Create new electorate for Mt Bosavi, Kutubu

Letters

IN light of the call by the Minister for Inter-government Relations Pila Niningi for the Electoral Boundaries Commission (EBC) to identify and create new electorates in the country, I hope the Kutubu and Bosavi local level governments (LLGs) in Southern Highlands are included in this exercise.
The call by the minister is an answer to the plea of our people who have been oppressed and marginalised since Independence by the negligence of successive governments to revisit electoral boundaries.
I understand that other electorates in the country need to be divided as well.
The current electoral boundaries have been drawn during the colonial era and very much through arbitrary means.
Hence, our people have succumbed to development nightmares, including lack of services, infrastructure and equal political representation.
Despite these challenges, the people of Kutubu and Bosavi LLGs were honoured to receive the Southern Highlands EBC team on July 20 at the Pimaga government station in Kutubu where our leaders handed a joint-submission for a proposed Kutubu-Bosavi electorate.

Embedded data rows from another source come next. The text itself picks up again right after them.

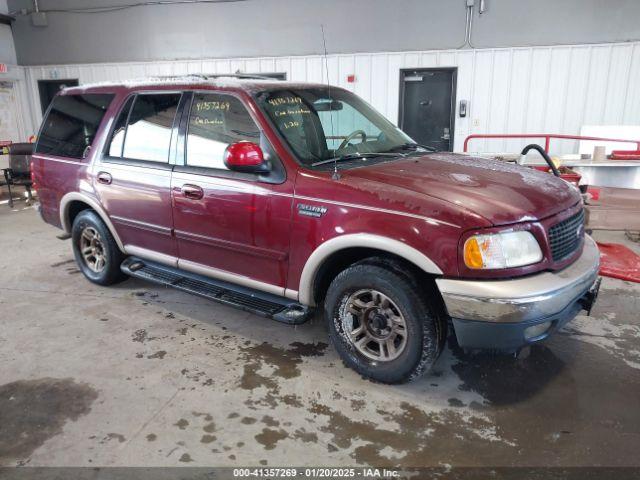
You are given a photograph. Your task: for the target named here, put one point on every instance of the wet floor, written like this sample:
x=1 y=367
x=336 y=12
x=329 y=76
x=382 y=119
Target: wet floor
x=141 y=375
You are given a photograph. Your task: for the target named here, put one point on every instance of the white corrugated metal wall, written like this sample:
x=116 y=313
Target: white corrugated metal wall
x=510 y=90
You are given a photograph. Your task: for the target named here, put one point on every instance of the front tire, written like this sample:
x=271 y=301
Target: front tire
x=95 y=250
x=380 y=323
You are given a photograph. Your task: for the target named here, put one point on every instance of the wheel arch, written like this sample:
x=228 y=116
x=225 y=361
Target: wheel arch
x=348 y=249
x=72 y=203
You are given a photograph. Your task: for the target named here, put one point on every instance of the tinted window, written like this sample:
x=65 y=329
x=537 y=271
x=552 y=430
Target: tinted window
x=148 y=132
x=117 y=137
x=72 y=123
x=216 y=121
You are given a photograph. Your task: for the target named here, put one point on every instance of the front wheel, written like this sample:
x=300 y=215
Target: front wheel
x=381 y=324
x=96 y=251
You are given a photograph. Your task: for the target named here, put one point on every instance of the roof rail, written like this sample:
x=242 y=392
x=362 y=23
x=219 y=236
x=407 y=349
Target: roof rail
x=251 y=76
x=248 y=76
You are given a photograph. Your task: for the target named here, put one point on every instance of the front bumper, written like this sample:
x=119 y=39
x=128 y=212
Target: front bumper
x=499 y=314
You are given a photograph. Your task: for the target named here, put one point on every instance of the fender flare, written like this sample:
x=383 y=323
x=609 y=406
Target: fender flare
x=361 y=240
x=66 y=200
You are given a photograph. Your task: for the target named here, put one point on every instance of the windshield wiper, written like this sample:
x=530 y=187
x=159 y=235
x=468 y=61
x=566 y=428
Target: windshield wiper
x=356 y=156
x=412 y=146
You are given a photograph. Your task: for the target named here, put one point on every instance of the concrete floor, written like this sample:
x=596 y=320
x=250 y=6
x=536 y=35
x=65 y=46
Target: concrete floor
x=136 y=375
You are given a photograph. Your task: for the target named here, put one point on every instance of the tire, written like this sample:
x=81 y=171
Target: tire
x=102 y=258
x=375 y=296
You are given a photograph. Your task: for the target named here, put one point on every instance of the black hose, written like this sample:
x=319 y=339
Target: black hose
x=540 y=150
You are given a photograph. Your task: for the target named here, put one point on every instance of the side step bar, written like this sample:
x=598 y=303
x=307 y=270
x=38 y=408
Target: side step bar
x=265 y=304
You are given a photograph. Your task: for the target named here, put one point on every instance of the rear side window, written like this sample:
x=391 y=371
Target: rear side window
x=143 y=129
x=71 y=124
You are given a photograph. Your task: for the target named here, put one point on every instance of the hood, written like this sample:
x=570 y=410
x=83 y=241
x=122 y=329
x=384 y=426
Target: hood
x=501 y=192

A split in Nipa-Kutubu electorate has been emphasised and echoed since 1972 and until 2011, the Hela Transitional Authority proposed to have a Kutubu-Bosavi Electorate in its new province.
This call was mooted because of economic reasons associated with the Kutubu and Moran oil projects and PNG liquefied natural gas (LNG) project. In spite of remaining in Southern Highlands, it has been noted that infrastructure and electricity are lacking in the entire Mt Bosavi LLG area and in Kutubu.
It’s a pity given that just next door in Kutubu LLG, the lucrative Kutubu oil project has been in operation since 1992, feeding the industrial and consumerist world.
Then Moran oil and PNG LNG projects came on stream in 1995 and 2014.
This development and energy inequality are a big setback for our people.
Moreover, Nipa-Kutubu is also one of the most populated electorates in the country with 147, 005 voters recorded in the 2011 census.
According to date from the National Statistics Office, the population growth rate of PNG is at 3.1 per cent per annum, so, next year, this exponential population growth rate would require the creation of a new electorate as per the Organic Law on Provincial and Local Level Government Elections.
Based on the mentioned development issues, I believe the local MP would allude to the fact that numerous plea have been made on the sectors of our society and even in Parliament about the difficulties and constraints faced with regard to service delivery in Nipa-Kutubu.
Hence, there is a need for the EBC and the local MP to give a separate Kutubu-Bosavi electorate the first priority.
The Government should not be forever mesmerised with political rhetoric and the promises of resource gains, but realise that people are dying from curable diseases, snake bites and birth-related complications in remote and isolated communities such as Kantobo in Lower Kutubu, Inu near Lake Kutubu, and Fuya in Mt Bosavi.
Moreover, the people of Kutubu and Bosavi have been contributing to the national purse in terms of investment capital, enterprise skills and labour force, both in the public and private sectors.
Adding to their contributions, the Kutubu oil project has helped prop-up government finances since 1992 and it still remains as an important resource base to the PNG economy. Our forefathers have also given a warm reception to the anthropologists, missionaries, geologists and colonial administrators since 1929 up until the 1950s, helping to bring the gospel and other development into the Highlands and PNG.
I hope the EBC and relevant parliamentary committee will consider the plea of the people of Kutubu and Bosavi LLGs and give them a separate electorate.